Я обернулся, подумав, что она ушла, пока влага не просочилась между пальцев моих ног. Луна подтягивала озеро на берег, я уверен. Потом вода поднялась мне до лодыжек, но обратно в озеро не утекла. Озерной воды не было вовсе, просто что-то черное, прохладное и сырое ползло вверх по моим ногам. Меня охватил страх, но всего на миг, и я дал ей укрыть себя. Бунши натянула свою кожу мне на икры до колен, вокруг и выше, укрыла мои бедра и живот, не пропуская ни кусочка моей кожи. По правде, мне это совсем не нравилось.
Она была холодна, холоднее озера, и все ж, глядя вниз, я хотел оказаться в озере, только чтобы увидеть себя подобием ее. Она дотянулась до моего горла и сдавила его так туго, что я шлепнул ее.
– Перестань пытаться убить меня, – сказал.
Она ослабила хватку, укрыла мои губы, лицо, потом голову.
– Зогбану в темноте видят плохо. Зато они запах чуют, слышат и чувствуют твое тепло.
Я думал, она будет мне поводырем, но она словно застыла. Далеко идти не пришлось.
Костер уже бушевал в небе. Один зогбану схватил Биби за голову и поднял его. В воздухе он держал половину Биби, грудь у того уже была вспорота, чтобы кишки удалить, ребра торчали, как у коровы, забитой ради праздника. Его насадили на вертел, и пламя ринулось ему навстречу.
Я погнал себя обратно в настоящее – и меня вырвало. Я встал на ноги. Рвало меня не со сна, виной тому был плот. И что за плот? Громадный курган из костей, земли и травы, похожий на маленький островок, такой не создать рукам человеческим. Леопард сидел на другой стороне, задрав ноги. Он глянул на меня, я глянул на него. Ни он, ни я не кивнули. Фумели сидел рядом с ним, но на меня он не смотрел. Уцелела всего одна вьючная лошадь, и наш рацион сократился наполовину. Разрисованная девочка сидела на коленях рядом со стоявшей Соголон. Плот-островок проседал немного там, где сидел О́го. Что это за штуковина, на чем мы плывем, хотел спросить я его, но понял, что ответ пришлось бы слушать до ночи. Соголон, стоявшая так, будто видела земли, нам незримые, без сомнения, управляла этой штукой при помощи волшебства. Разрисованная девочка смотрела на меня, кутаясь в кусок кожи.
– Ты тоже зверь, как и он? – спросила она, указывая на Леопарда.
– Ты про это? – Я показал на свой глаз. – Это от собаки, а не от кошки. И я не животное, я мужчина.
– Что такое мужчина и что такое женщина? – спросила девочка.

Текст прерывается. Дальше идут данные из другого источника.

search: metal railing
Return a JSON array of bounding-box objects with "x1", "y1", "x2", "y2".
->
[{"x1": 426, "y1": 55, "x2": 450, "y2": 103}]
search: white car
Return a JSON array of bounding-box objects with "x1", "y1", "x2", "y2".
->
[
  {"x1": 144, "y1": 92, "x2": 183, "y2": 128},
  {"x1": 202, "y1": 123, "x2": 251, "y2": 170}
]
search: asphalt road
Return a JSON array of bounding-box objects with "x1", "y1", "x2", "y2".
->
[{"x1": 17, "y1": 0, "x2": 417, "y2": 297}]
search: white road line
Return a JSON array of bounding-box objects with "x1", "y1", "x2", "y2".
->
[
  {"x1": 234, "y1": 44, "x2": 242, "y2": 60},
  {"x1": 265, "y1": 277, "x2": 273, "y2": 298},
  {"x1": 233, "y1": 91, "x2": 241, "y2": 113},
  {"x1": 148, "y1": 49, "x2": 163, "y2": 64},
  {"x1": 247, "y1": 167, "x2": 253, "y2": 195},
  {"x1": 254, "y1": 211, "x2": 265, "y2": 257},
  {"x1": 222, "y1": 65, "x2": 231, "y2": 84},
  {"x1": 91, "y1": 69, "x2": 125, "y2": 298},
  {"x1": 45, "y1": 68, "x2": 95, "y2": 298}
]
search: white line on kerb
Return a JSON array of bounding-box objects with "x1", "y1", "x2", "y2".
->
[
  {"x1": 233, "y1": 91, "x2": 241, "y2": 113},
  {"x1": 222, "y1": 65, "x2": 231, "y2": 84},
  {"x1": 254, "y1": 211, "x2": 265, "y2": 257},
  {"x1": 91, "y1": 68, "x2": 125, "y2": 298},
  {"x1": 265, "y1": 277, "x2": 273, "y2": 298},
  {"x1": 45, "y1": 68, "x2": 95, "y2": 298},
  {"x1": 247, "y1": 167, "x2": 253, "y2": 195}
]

– Bingoyi yi kase nan, – хмыкнул я.
– Она мне это три раза ночью повторяла, даже во сне, – сказала девочка, тыча пальцем в Соголон.
– Дева – это животное, за каким охотятся, – сказал я.
– Я славное подношение…
– А то как же!
Все затихли настолько, что я слышал, как плещет вода под плотом. О́го обернулся. И начал:
– Что сказать, вопрос простой и ответ на него прост, разве что, когда…
– Уныл-О́го, не сейчас, – взмолился я. И повернулся к девочке: – Имя твое? Как зовут тебя?
– Высшие зовут меня Венин. Всех избранных зовут Венин. И он Венин, и она Венин. Великие матери и отцы еще до моего рождения назначили меня в жертву зогбану. С самого рождения и по сей день я жила в молитве, я и сейчас в молитве.
– Зогбану любят север Темноземья. Почему они на юге, да еще и по другую сторону Красного озера? Они не кочевники.
– Я избранная в жертву рогатым богам. Так было с моей матерью и матерью моей матери.
– Мать и мать матери… Как же ты здесь-то оказалась? Кто-нибудь напомнит мне, зачем мы взяли эту? – сказал я.
– Может, хватит задавать вопросы, когда ответ тебе известен? – выговорил Леопард.
– Да ну? Что б я без мудрого Леопарда делал! Так каков ответ, что мне уже известен?
– Они бы уже обгладывали косточки девочки и мальчишки. Они нас поджидали.
– Твой Барышник сказал им, что мы пожалуем, – бросил я Леопарду.
– Он не мой Барышник, – отозвался тот.
– Вы оба глупцы. Зачем посылать нас с заданием, а потом не дать нам его выполнить? – вмешалась Соголон.
– Он передумал.
Она нахмурилась. Не говорить же мне было, мол, Соголон, сказанное тобой – правда? Леопард кивнул.
– Ничто не указывает на предательство Барышника, – сказала она.
– А то! Зогбану просто за переменчивыми ветрами потянулись. Может, это был кто-то, кто сейчас на плоту. Или не на плоту.